Ismal yang berasal dari Jatiwangi, melihat kondisi sosial ini dengan kacamata yang berbeda yakni fenomena kampung kota dirasakan dekat dengan pembagian urban dan rural.

Di pemukiman kampung yang berada di Tebet, ia melihat ada pasar yang cukup tersembunyi, bernama Pasar Darurat. Di pasar tersebut persisnya di atas meja daging ia melihat patung kepala rusa. Ini sangat menarik perhatiannya.

"Dari situ saya tertarik membuat mitos tentang rusa, untuk disebarkan di kawasan tersebut," ujarnya.

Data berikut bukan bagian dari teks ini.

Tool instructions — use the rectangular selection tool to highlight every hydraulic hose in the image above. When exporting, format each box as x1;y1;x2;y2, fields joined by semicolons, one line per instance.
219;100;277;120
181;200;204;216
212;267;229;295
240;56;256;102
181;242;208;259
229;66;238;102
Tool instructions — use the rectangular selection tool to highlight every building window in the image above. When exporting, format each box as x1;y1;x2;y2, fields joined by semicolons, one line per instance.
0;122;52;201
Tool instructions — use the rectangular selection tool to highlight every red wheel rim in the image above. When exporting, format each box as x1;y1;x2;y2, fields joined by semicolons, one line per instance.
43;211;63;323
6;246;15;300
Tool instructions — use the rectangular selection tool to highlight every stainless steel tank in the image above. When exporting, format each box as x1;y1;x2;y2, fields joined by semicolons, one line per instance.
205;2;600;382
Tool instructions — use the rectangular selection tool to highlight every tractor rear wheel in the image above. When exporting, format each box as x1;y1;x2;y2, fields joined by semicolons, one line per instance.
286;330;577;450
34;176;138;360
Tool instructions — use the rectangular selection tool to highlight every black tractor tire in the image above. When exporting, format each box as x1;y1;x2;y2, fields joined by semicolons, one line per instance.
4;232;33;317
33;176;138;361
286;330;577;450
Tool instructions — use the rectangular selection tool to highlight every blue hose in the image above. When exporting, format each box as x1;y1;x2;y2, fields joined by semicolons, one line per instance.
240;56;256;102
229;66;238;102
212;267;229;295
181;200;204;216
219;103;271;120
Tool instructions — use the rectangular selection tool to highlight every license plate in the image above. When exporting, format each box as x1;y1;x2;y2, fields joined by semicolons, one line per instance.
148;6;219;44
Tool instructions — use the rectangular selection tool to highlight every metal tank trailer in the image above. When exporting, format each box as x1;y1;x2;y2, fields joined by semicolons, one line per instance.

Isu-isu yang acak dan di luar dugaan seringkali mencuat ke permukaan di dalam masyarakat, baik kampung maupun di kota. "Orang tuh senang drama, senang bumbu. Takut tapi penasaran. Orang bisa dengan sendirinya membuat mitos, jangan-jangan Sangkuriang juga begitu."

Perekaman jejak dari mitos yang sengaja ia tuang di sebuah perkampungan di Tebet itu yang ia pampang dalam rangkaian karyanya di pameran 'Swatata' ini.